6.2 Selon le principe de libre appréciation des preuves, pleinement valable en procédure judiciaire de recours dans le domaine des assurances sociales (cf. art. 61 let. c LPGA), le juge n'est pas lié par des règles formelles, mais doit examiner de manière objective tous les moyens de preuve, quelle qu'en soit la provenance, puis décider si les documents à disposition permettent de porter un jugement valable sur le droit litigieux. En cas de rapports médicaux contradictoires, le juge ne peut trancher l'affaire sans apprécier l'ensemble des preuves et sans indiquer les raisons pour lesquelles il se fonde sur une opinion médicale et non pas sur une autre. L'élément déterminant pour la valeur probante d'un rapport médical n'est ni son origine, ni sa désignation, mais son contenu. A cet égard, il importe que les points litigieux importants aient fait l'objet d'une étude fouillée, que le rapport se fonde sur des examens complets, qu'il prenne également en considération les plaintes exprimées, qu'il ait été établi en pleine connaissance du dossier (anamnèse), que la description des interférences médicales soit claire et enfin que les conclusions de l'expert soient bien motivées (ATF 134 V 231 consid. 5.1 ; ATF 133 V 450 consid. 11.1.3 ; ATF 125 V 351 consid. 3).

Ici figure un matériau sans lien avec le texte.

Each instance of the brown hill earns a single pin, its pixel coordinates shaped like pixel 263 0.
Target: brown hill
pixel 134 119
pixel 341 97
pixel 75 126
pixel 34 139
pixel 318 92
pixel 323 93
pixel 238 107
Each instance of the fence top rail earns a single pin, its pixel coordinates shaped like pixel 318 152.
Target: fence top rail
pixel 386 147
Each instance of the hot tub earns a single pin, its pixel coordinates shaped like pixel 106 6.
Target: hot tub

Il faut en outre que le médecin dispose de la formation spécialisée nécessaire et de compétences professionnelles dans le domaine d’investigation (arrêt du Tribunal fédéral 9C_555/2017 du 22 novembre 2017 consid. 3.1 et les références).

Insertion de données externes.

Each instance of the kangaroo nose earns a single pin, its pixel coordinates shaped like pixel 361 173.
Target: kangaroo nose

Sans remettre en cause le principe de la libre appréciation des preuves, le Tribunal fédéral des assurances a posé des lignes directrices en ce qui concerne la manière d'apprécier certains types d'expertises ou de rapports médicaux.

6.3 Le juge ne s'écarte pas sans motifs impératifs des conclusions d'une expertise médicale judiciaire, la tâche de l'expert étant précisément de mettre ses connaissances spéciales à la disposition de la justice afin de l'éclairer sur les aspects médicaux d'un état de fait donné. Selon la jurisprudence, peut constituer une raison de s'écarter d'une expertise judiciaire le fait que celle-ci contient des contradictions, ou qu'une surexpertise ordonnée par le tribunal en infirme les conclusions de manière convaincante. En outre, lorsque d'autres spécialistes émettent des opinions contraires aptes à mettre sérieusement en doute la pertinence des déductions de l'expert, on ne peut exclure, selon les cas, une interprétation divergente des conclusions de ce dernier par le juge ou, au besoin, une instruction complémentaire sous la forme d'une nouvelle expertise médicale (ATF 143 V 269 consid. 6.2.3.2 et les références ; ATF 135 V 465 consid. 4.4. et les références ; ATF 125 V 351 consid. 3b/aa et les références).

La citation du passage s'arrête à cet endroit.